À l'encontre de la société MAF, assureur de la société Sitac, maître d''uvre d'exécution, il a été jugé que les demandes du syndicat des copropriétaires et de la société Marignan étaient irrecevables.

Le syndicat des copropriétaires ne conclut pas sur ce point mais demande la condamnation de la société MAF.

La société Marignan tout en demandant la confirmation du jugement, réclame la garantie de l'assureur ne s'estimant ni prescrite, ni forclose.

Le tribunal a rappelé que l'action directe de la victime contre l'assureur de responsabilité, exercée en application de l'article L.124-3 du code des assurances, qui trouve son fondement dans le droit de la victime à réparation de son préjudice, se prescrit par le même délai que son action contre le responsable et ne peut être exercée contre l'assureur, au-delà de ce délai, que tant que celui-ci reste exposé au recours de son assuré.

En effet, l'article L.114-1 du code des assurances sur la prescription biennale applicable entre assureur et assuré dispose, « Quand l'action de l'assuré contre l'assureur a pour cause le recours d'un tiers, le délai de la prescription ne court que du jour où ce tiers a exercé une action en justice contre l'assuré ou a été indemnisé par ce dernier ».

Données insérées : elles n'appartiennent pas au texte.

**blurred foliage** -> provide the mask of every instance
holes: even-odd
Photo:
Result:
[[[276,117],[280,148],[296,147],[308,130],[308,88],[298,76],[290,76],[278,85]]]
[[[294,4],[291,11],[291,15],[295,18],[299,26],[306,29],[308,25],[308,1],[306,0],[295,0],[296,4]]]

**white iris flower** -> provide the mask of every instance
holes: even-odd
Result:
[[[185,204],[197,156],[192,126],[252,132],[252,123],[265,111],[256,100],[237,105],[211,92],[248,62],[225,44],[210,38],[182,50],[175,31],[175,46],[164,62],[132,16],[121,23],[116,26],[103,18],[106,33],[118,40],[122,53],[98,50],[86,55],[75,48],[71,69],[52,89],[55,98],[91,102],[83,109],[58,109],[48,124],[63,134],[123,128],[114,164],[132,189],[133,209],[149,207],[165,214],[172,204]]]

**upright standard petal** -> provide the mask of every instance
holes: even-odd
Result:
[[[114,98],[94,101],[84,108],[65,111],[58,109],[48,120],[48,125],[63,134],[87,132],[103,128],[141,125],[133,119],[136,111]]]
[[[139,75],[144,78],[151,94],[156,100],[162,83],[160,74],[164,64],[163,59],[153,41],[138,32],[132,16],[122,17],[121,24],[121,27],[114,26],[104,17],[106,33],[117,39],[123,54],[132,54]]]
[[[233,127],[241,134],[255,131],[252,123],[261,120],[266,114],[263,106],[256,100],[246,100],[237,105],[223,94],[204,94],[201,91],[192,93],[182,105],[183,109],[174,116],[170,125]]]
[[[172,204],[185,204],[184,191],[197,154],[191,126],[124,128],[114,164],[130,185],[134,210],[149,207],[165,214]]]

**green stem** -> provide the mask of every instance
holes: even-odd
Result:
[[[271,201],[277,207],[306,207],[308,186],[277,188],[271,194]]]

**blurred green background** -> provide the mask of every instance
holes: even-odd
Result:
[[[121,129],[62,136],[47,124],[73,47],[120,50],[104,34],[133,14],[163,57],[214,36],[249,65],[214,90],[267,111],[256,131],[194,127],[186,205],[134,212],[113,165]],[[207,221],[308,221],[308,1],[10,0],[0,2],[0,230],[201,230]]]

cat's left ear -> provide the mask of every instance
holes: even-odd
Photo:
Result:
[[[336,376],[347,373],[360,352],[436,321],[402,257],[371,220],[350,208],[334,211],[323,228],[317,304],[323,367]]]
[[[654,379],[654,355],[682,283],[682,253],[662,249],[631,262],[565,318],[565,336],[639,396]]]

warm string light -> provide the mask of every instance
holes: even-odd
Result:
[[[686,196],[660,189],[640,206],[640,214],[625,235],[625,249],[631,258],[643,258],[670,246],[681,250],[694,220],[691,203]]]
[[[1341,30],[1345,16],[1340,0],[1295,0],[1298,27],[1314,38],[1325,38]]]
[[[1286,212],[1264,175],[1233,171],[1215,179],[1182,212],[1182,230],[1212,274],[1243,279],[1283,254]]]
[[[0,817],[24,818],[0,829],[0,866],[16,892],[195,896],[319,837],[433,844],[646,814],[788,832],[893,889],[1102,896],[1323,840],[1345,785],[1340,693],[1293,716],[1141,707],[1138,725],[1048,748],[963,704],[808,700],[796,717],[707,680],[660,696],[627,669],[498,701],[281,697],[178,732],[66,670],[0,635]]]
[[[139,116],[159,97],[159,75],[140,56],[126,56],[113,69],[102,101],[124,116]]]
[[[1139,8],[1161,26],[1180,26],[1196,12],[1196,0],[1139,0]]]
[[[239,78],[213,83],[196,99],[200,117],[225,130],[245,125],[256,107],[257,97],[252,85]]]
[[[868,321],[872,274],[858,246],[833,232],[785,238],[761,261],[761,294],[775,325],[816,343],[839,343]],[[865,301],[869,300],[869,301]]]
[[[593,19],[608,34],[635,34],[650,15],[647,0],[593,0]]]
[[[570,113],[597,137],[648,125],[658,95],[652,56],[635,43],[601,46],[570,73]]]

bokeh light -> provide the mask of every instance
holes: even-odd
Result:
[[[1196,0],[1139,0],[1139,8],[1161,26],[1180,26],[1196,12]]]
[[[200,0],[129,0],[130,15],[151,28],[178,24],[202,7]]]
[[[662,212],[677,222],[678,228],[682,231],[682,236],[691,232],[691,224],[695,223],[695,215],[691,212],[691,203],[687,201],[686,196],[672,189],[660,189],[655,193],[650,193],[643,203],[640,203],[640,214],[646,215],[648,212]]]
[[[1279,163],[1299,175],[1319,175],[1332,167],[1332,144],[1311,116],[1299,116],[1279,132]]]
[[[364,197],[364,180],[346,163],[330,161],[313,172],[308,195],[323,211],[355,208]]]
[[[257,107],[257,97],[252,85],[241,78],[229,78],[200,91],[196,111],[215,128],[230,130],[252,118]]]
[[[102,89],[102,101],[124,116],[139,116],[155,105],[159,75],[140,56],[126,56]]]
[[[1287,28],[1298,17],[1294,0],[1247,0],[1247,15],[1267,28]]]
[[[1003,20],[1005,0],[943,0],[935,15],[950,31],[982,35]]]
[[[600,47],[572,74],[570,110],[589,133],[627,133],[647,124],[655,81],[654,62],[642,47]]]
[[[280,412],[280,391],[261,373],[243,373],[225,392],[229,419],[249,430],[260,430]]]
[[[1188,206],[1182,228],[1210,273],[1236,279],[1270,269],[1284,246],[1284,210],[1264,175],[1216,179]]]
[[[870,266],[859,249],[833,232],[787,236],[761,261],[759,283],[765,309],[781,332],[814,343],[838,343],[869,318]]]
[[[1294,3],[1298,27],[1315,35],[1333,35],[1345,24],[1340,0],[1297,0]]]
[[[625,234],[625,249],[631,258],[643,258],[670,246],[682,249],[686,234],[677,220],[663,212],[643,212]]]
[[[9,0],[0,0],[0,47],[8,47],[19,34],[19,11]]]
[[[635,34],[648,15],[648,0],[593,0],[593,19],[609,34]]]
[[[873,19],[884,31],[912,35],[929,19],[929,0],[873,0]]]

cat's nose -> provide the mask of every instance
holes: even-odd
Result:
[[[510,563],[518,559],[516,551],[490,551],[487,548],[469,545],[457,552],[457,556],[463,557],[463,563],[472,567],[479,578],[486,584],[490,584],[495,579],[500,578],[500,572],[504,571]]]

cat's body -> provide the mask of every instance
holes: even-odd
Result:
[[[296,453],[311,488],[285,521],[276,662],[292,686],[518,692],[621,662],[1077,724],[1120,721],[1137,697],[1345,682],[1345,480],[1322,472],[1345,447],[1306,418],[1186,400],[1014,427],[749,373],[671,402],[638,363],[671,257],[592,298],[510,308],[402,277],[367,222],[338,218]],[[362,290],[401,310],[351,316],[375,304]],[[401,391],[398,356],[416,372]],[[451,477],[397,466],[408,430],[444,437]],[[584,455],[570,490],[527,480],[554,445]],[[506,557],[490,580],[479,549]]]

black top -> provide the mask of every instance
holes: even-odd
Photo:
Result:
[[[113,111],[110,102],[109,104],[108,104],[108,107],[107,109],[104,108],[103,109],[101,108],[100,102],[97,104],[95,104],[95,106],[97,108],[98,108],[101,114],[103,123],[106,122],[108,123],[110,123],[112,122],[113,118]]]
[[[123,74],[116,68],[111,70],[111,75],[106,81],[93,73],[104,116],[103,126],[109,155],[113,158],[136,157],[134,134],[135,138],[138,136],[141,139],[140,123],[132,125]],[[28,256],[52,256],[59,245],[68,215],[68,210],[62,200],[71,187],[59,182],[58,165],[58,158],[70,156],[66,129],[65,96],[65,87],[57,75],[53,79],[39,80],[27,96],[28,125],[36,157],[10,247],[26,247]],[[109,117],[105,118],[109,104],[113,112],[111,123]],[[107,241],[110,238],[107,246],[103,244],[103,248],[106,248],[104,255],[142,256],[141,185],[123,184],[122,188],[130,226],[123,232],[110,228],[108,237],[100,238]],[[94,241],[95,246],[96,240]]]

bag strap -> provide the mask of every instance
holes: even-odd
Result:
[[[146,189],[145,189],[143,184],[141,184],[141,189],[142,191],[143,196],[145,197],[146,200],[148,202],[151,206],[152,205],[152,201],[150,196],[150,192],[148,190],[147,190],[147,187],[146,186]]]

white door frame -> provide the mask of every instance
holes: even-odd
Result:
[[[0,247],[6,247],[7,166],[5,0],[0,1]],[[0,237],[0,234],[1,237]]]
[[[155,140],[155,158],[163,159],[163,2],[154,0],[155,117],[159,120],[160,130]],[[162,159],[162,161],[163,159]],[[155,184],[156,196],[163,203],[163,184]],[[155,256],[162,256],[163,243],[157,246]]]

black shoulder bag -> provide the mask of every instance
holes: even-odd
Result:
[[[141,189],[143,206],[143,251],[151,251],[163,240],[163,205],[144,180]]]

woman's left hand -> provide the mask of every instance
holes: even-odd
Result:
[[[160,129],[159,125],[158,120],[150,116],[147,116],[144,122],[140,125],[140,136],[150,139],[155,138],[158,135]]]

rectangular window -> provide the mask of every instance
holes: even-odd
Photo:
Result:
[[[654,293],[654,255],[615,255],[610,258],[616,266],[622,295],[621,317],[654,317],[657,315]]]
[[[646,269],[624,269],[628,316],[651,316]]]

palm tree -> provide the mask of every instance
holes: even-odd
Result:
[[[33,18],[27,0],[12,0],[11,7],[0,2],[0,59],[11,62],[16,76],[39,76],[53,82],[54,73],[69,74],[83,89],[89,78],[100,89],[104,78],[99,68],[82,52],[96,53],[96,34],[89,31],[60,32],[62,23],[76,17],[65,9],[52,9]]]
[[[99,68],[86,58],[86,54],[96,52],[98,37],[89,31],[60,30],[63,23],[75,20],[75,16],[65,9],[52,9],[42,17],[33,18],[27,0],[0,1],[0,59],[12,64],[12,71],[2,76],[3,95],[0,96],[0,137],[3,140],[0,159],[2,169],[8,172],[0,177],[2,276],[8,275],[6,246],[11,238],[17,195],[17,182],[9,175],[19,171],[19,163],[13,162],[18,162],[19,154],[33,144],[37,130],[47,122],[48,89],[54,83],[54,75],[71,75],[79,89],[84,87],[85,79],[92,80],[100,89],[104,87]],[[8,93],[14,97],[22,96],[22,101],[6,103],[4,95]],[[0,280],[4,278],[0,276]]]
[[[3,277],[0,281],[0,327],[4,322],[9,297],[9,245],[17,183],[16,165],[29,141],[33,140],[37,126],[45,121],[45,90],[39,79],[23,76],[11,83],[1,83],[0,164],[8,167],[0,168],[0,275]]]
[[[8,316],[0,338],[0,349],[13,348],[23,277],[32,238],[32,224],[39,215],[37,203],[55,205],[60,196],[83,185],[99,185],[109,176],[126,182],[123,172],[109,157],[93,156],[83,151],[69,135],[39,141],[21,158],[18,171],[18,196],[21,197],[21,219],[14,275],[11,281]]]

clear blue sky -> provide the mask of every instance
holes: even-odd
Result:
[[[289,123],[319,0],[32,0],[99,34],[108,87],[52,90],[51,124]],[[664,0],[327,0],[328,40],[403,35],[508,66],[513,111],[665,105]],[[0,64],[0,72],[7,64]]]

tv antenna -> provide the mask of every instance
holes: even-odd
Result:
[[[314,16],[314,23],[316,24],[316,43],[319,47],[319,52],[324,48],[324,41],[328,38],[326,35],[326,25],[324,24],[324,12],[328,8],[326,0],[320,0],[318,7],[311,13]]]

Le syndicat des copropriétaires agit envers la société MAF sur le fondement de la garantie décennale des constructeurs et subsidiairement sur le fondement de la responsabilité contractuelle des locateurs d'ouvrage.

La société Marignan agit contre la société MAF sur le fondement de la responsabilité contractuelle.

En toute hypothèse, l'action se prescrit par 10 ans à compter de la réception.

Le syndicat des copropriétaires a formé une demande à l'encontre de la société MAF, assureur de la société Sitac, le 5 novembre 2018 par conclusions en ouverture de rapport, et la société Marignan a formé une demande à l'encontre de la société MAF, assureur de la société Sitac, le 23 novembre 2015, en référé, demandant qu'elle soit appelée en expertise commune.

Le dernier procès-verbal de réception est daté du 2 novembre 2005 et aucune action n'a été engagée à l'encontre de la société Sitac dans le délai de garantie et de prescription de 10 ans, de telle sorte que la société MAF n'était plus exposée au recours de son assurée à compter du 3 novembre 2015.

La société Marignan invoque les articles L.124-5 et R.124-2 du code des assurances pour le maintien des garanties pendant dix ans, toutefois, étant irrecevable à agir, ces articles ne lui permettent pas de rechercher les garanties de la société MAF.

Par conséquent, le jugement est confirmé en ce qu'il a dit que faute pour le syndicat des copropriétaires et la société Marignan d'avoir exercé une action à l'encontre de la société MAF dans le délai de 10 ans à compter de la réception, la société MAF n'étant plus exposée au recours de son assuré à l'expiration de ce même délai, leurs demandes sont déclarées irrecevables comme forcloses ou prescrites.

De la société MAAF envers la société MAF

Dans le cadre d'un éventuel appel en garantie, la société MAAF demande l'infirmation du jugement en ce qu'il a déclaré prescrites toutes les demandes contre la société MAF.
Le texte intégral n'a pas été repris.